A caveat: Don’t consider wages as your only criterion for a new job. Income can be intoxicating, but you should also consider your fit with the culture, the content of the job, the leaders with whom you’ll work and the colleagues from whom you’ll have the opportunity to learn. There are a lot of factors which contribute to your happiness at work—remember wages are only one of them.
Remote Work and Flexible Work
One of the newest considerations for your career choices is where you’ll work and the hours you’ll work. Increasingly, employers are offering flexibility in these areas to attract and retain in this tight job market. ManpowerGroup found 39% of employers are offering more flexible working schedules and 28% are offering more flexible working locations. A study of 420 decision makers by Atlas found 95% of companies believed some portion of their workforce would work remotely, either full time or part time. In addition, companies predicted 1/3 of their workforce would work fully remote and ¼ would work in a hybrid model.
Remote and hybrid working arrangements are increasingly what employees are demanding. The Elements study found the searches for “jobs that are done remotely” was up 114% between February 202 and July 2021. And the study from Monster found 69% of employees who don’t work remote today are considering switching jobs if a new job would offer the opportunity for remote work.
Says Scott Gutz, chief executive officer, Monster, “…the world has changed in 18 months.
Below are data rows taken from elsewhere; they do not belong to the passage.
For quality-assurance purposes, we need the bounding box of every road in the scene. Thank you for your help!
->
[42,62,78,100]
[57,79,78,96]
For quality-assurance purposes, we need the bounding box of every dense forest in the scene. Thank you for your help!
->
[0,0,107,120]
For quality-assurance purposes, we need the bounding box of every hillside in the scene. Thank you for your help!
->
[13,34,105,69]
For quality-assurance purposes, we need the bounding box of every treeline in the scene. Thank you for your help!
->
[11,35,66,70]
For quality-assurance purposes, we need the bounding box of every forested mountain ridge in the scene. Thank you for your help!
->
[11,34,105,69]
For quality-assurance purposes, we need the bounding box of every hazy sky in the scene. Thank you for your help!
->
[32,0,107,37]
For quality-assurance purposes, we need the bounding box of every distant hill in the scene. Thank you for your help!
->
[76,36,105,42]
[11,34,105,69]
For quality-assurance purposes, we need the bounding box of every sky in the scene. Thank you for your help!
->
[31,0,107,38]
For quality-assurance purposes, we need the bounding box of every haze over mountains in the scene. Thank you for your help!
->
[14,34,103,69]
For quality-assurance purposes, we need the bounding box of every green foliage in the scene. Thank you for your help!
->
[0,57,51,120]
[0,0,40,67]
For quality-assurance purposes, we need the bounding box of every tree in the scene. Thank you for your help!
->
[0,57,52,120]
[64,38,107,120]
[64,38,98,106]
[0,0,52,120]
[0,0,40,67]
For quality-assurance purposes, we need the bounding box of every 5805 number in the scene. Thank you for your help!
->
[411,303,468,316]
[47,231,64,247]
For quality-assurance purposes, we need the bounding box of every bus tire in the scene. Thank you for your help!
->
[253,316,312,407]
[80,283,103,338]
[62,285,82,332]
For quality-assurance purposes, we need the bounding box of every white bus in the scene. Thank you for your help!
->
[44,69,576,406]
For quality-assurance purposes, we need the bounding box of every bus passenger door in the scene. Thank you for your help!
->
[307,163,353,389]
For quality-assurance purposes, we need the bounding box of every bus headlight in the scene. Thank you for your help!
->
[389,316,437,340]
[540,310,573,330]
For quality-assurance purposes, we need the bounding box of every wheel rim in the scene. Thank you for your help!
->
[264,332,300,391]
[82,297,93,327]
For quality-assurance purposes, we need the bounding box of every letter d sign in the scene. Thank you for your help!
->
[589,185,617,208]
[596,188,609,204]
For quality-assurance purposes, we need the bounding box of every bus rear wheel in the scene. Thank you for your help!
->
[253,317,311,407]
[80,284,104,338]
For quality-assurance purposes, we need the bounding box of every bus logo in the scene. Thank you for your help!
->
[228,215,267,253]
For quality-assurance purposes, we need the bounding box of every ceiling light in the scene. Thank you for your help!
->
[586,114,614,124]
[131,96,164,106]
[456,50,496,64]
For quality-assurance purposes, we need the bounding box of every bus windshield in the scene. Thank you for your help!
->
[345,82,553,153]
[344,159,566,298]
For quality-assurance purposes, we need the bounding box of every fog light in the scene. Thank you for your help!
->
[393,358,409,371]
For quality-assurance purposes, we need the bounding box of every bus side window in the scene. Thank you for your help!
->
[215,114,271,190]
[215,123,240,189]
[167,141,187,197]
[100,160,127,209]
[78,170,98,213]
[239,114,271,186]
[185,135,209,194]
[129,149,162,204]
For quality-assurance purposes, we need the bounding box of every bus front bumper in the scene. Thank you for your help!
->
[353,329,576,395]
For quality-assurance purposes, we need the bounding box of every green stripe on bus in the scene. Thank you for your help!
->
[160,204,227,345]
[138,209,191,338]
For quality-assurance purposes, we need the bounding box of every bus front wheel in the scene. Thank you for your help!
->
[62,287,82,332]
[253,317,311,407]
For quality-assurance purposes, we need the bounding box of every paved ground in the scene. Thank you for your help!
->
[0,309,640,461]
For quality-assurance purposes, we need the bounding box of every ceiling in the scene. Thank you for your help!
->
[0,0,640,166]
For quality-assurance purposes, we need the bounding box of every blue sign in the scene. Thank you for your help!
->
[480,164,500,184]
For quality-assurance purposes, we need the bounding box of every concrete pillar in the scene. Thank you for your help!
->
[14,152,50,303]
Employees have changed their approach to work-life balance and the relative importance of being in an office setting versus a home office setting.” And according to Harper, “It’s clear that people have been changed by the pandemic and have higher expectations of their employer to align with their values, enable work-life blend and positively contribute to our communities.”
Career Involvement: You will likely have increasing opportunities to work your way in your location. Consider how and where you like to work, and seek choices and options from your employer. You may be able to move to a new region or community and do a job which would previously have been unavailable. Or you may be able to flex your schedule so you can find the just-right mix of the rewards of your work and rewards of activities outside of work (children, family, volunteering, etc.).
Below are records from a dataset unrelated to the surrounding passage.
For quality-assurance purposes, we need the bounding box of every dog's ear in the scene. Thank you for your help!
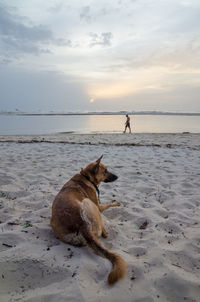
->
[96,154,103,165]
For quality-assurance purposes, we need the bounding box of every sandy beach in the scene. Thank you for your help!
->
[0,133,200,302]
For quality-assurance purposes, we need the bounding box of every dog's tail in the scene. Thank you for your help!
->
[81,226,126,284]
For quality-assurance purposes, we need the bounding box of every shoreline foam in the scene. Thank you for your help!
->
[0,134,200,302]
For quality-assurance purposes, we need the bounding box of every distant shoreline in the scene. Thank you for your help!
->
[0,111,200,116]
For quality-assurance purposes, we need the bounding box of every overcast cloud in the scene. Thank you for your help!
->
[0,0,200,112]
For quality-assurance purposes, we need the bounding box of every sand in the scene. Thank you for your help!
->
[0,133,200,302]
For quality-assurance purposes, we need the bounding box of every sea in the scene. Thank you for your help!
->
[0,113,200,135]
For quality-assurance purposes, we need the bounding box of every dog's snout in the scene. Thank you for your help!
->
[104,173,118,182]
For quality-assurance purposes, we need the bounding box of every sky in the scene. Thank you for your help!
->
[0,0,200,112]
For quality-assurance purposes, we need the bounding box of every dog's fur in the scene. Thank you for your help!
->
[51,156,126,284]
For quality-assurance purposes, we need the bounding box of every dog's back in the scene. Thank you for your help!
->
[51,157,126,284]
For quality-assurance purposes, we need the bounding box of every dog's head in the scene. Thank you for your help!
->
[81,155,118,185]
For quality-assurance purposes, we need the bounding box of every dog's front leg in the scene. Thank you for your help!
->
[99,201,120,212]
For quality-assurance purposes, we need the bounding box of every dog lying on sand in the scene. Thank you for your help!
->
[51,155,126,284]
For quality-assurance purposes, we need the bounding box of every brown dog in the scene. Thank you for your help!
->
[51,156,126,284]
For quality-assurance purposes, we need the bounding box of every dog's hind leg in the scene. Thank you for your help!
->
[99,201,120,212]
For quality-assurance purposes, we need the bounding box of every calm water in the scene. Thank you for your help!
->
[0,115,200,135]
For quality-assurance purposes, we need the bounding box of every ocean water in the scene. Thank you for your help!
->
[0,115,200,135]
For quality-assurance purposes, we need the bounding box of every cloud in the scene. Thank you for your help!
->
[0,66,89,111]
[89,32,113,47]
[80,6,92,22]
[0,4,71,59]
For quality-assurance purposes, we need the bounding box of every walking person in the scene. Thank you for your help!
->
[124,114,131,133]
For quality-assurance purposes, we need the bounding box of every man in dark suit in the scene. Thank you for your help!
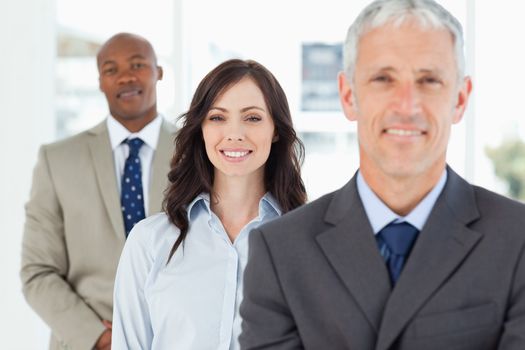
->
[21,33,174,350]
[240,0,525,350]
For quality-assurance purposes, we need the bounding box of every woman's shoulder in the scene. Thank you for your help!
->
[126,213,179,249]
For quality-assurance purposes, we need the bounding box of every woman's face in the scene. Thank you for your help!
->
[202,78,276,181]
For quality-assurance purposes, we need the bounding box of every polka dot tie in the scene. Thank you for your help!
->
[120,138,145,237]
[378,222,419,284]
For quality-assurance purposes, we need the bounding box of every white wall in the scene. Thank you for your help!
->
[0,0,56,350]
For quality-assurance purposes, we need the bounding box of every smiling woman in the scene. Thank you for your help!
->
[112,59,306,349]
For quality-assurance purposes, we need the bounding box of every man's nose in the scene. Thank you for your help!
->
[118,70,137,84]
[393,82,421,116]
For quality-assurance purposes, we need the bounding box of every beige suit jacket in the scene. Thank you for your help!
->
[21,121,173,350]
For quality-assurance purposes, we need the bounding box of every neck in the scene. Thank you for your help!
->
[112,110,157,133]
[211,174,265,242]
[359,165,445,216]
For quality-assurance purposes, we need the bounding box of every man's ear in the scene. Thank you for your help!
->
[337,72,357,121]
[452,77,472,124]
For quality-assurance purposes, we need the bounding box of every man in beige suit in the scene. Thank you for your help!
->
[21,33,173,350]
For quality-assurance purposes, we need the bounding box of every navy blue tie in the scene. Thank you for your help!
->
[120,138,145,237]
[378,222,419,284]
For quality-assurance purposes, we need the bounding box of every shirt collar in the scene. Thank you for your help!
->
[107,115,162,151]
[188,192,281,221]
[357,169,447,234]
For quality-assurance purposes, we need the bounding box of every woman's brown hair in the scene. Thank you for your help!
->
[163,59,306,262]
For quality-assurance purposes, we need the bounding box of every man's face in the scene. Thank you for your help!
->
[339,22,471,178]
[97,36,162,126]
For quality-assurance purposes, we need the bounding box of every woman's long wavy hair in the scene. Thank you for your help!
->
[163,59,306,262]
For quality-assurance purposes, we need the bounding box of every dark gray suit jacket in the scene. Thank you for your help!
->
[239,168,525,350]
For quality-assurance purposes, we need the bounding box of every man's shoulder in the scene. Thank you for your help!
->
[42,122,107,153]
[472,185,525,225]
[260,190,341,235]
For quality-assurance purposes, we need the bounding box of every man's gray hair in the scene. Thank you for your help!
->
[343,0,465,81]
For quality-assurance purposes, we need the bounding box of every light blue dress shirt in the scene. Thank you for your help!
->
[112,193,281,350]
[357,169,447,258]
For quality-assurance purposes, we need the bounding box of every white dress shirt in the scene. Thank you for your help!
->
[106,115,162,216]
[357,169,447,235]
[112,193,281,350]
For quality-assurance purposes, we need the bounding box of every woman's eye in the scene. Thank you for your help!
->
[246,115,262,122]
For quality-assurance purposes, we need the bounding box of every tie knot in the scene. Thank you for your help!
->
[124,137,144,157]
[379,222,419,255]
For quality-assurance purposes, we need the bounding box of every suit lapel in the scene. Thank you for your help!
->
[317,176,391,331]
[148,120,173,215]
[88,121,125,240]
[376,168,482,350]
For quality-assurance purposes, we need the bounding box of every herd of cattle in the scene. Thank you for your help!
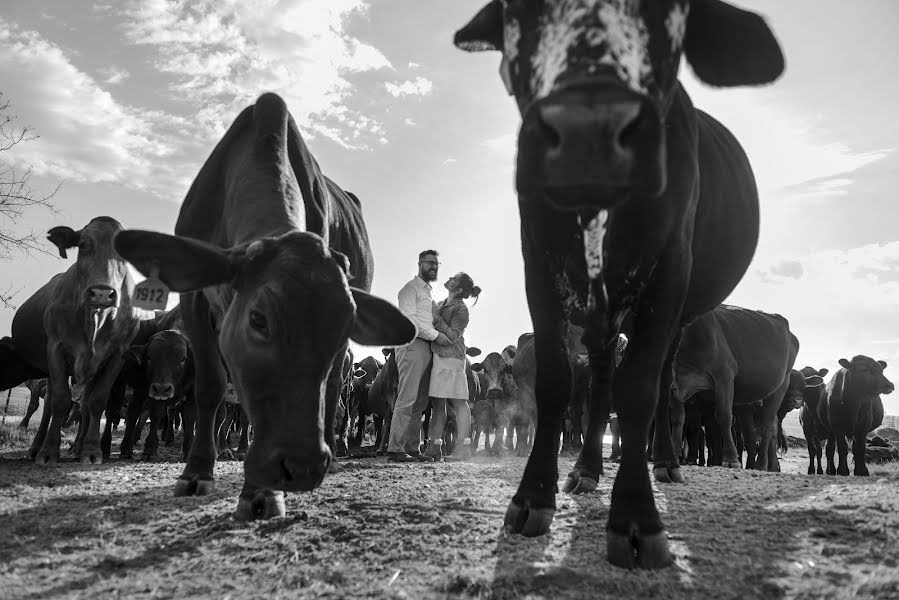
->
[0,0,893,568]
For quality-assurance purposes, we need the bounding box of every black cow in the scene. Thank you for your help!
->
[115,93,415,520]
[454,0,783,568]
[671,304,804,471]
[119,329,196,461]
[799,367,828,475]
[818,355,894,476]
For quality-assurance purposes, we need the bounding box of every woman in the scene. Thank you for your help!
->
[425,272,481,462]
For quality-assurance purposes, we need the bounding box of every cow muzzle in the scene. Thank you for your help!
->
[487,388,503,400]
[244,444,332,492]
[84,285,119,308]
[515,84,666,210]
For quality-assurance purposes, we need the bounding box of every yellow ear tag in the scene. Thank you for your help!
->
[131,263,169,310]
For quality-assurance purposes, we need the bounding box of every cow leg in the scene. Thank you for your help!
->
[29,344,72,465]
[852,427,868,477]
[174,292,225,496]
[562,330,618,494]
[19,384,46,429]
[141,400,166,462]
[713,375,743,469]
[234,404,250,460]
[755,390,790,471]
[178,400,196,462]
[609,414,621,462]
[824,431,849,475]
[80,356,125,464]
[836,433,849,475]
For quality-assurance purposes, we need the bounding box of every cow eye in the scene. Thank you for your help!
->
[250,310,268,333]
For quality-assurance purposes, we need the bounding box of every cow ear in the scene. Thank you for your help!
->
[453,0,503,52]
[684,0,784,87]
[350,287,417,346]
[112,229,237,292]
[122,345,147,367]
[805,375,824,387]
[47,226,81,258]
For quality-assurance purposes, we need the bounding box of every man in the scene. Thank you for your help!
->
[387,250,449,462]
Consider flexible work as one aspect of the set of advantages your career choice offers. In addition, give thought to how much you’ll want to be face-to-face with colleagues to build your relationships and present in the organization to ensure visibility and future career growth.
Now is the time to grow your career—in whatever way it is most meaningful for you. From more fulfillment and flexibility to greater pay and enhanced training, the opportunities are significant. The “fresh air effect” suggests that something new may seem ideal—and the grass may seem greener in the next role. But consider all you love and have invested in your current success before you make a jump. Chances are you’ll have plenty of new alternatives to choose from, and this may be the moment for a stretch, a new beginning or a new adventure in your career journey—in your current organization or in a new one.